Prevention before cure

The Scheme is a positive step from the government and if implemented effectively, it would ensure clearing of the backlog of pending cases. However, it still does not address the root cause of the government being the largest litigant in India, which is non-standardised decision making by public officers due to lack of knowledge of legal procedures, and a biased assessment of situations. In effect, even though the Ssheme does provide a cure for long-pending litigation and excessive expenditure by government entities in defending weak cases, it still lacks a prevention mechanism for such disputes.

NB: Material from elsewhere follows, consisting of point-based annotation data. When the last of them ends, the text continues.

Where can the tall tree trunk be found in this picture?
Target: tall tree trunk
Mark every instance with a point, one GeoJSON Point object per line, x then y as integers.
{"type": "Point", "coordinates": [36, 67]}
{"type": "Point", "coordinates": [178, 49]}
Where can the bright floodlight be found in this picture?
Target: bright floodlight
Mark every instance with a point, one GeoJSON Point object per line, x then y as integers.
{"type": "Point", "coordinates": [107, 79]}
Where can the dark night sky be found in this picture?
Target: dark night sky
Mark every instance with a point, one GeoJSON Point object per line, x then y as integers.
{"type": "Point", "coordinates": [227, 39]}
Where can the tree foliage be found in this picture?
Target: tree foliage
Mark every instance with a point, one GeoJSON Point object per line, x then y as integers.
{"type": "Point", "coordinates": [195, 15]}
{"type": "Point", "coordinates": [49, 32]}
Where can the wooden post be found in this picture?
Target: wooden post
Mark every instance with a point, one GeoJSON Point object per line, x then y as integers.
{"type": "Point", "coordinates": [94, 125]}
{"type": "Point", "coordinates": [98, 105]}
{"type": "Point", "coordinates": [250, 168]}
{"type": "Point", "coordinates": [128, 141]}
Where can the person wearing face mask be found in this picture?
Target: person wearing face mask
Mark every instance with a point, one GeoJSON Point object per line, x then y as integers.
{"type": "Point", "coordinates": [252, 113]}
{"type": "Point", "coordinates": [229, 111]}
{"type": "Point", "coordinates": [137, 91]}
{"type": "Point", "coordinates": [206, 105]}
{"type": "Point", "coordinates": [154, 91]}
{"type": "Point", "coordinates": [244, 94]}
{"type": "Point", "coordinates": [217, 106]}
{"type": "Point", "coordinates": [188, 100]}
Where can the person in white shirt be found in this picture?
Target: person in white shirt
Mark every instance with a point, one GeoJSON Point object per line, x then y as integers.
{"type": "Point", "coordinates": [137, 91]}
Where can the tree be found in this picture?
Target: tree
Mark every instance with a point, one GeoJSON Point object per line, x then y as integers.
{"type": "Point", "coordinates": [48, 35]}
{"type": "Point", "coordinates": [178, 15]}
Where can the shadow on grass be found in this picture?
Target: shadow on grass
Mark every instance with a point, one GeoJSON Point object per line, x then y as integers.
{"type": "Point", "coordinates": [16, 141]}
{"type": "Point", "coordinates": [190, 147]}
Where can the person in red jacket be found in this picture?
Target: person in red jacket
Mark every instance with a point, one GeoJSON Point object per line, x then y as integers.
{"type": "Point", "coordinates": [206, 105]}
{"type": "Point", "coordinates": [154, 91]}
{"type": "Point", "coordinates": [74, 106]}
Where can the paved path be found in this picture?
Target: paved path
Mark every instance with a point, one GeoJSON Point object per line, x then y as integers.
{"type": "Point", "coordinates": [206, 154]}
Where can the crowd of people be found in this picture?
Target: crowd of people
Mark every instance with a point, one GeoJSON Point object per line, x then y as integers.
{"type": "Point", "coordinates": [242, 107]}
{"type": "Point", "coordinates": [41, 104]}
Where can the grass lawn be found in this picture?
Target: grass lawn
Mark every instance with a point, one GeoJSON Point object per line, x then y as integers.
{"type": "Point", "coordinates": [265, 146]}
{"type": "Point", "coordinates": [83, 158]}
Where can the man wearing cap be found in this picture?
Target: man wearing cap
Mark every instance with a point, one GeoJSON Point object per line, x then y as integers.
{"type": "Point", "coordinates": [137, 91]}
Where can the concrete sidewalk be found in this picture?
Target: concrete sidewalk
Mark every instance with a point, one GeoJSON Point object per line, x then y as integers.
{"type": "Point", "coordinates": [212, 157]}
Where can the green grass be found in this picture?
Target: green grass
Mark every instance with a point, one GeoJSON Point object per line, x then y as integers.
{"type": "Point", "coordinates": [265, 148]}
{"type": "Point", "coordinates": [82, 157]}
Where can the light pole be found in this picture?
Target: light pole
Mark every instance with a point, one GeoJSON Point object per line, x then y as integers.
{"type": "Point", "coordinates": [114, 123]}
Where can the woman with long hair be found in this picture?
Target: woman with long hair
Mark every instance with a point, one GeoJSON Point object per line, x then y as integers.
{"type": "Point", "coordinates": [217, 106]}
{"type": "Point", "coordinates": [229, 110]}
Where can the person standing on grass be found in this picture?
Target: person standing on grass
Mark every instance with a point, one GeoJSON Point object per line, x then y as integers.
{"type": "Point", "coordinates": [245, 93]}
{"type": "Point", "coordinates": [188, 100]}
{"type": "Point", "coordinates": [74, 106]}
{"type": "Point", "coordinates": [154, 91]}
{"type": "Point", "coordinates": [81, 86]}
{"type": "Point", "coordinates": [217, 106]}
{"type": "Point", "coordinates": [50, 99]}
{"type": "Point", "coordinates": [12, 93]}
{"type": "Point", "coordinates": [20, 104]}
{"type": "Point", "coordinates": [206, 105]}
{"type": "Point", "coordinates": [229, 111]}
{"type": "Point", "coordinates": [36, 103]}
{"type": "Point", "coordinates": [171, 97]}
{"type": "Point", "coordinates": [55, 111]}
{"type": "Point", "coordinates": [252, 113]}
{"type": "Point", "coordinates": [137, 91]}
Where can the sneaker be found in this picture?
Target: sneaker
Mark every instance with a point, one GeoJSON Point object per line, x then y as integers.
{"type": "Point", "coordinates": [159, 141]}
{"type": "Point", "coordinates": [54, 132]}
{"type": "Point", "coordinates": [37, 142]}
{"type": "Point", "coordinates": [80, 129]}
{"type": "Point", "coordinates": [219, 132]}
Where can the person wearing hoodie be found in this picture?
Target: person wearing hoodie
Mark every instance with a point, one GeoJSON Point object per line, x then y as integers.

Therefore, to get rid of this root cause and to boost investor confidence, the government needs to take steps to prevent disputes from arising in the first place. Appointment of an independent board or an independent legal practitioner to assess the viability of a claim and to advise on further course of action is a measure that the government can consider implementing.      

Lack of clarity

The scheme lacks clarity on the use of the term “court award”. The term, though used in multiple places, is not defined in the scheme. The draft scheme published on February 8, 2023 for comments of stakeholders, had ongoing litigation as a settlement category (which is removed in the scheme) and the term used therein was “court orders”. The word “orders” has been replaced by “awards” in the scheme without providing an explanation. Possibly the word refers to court orders or judgments in a Section 34 or Section 37 proceeding under the Arbitration Act.

Absence of practical considerations

a. A party may not choose to settle under the scheme owing to the large haircut/reduction on the amount proposed to be paid (if the claim amount is ₹500 crore, then the haircut/reduction, if going under the “court award” category, would be ₹75 crore);

b. The scheme does not provide a rationale for treating an “arbitral award” and a “court award” differently and providing different settlement amounts (85% and 65%) under the categories. Considering an arbitral award and a court award in the present situation are similarly placed, the percentage of the settlement amount should be the same.


The government has already implemented the scheme on GeM, and contractors can now set out the eligible disputes that they aim to settle. Government-owned entities like Oil and Natural Gas Corporation (ONGC) and National Thermal Power Corporation (NTPC) were some of the first procuring entities to constitute an internal task force to implement the dcheme.

The scheme is also proposed to be implemented by the Ministry of Road Transport and Highways of India. The scheme was introduced in May 2023, with the claim submission period being July 15 to October 31, 2023, which is further extended to December 31, 2023. Once the term of the scheme concludes, the government will be able to assess the success of the same and accordingly formulate any future schemes that it may introduce for reducing pending litigation. The aforesaid practical considerations and clarity issues may also be addressed by the government in such future scheme.

Shalaka Patil is a Partner in Disputes Resolution team at Trilegal while Ankit Pathak is a Senior Associate at Trilegal.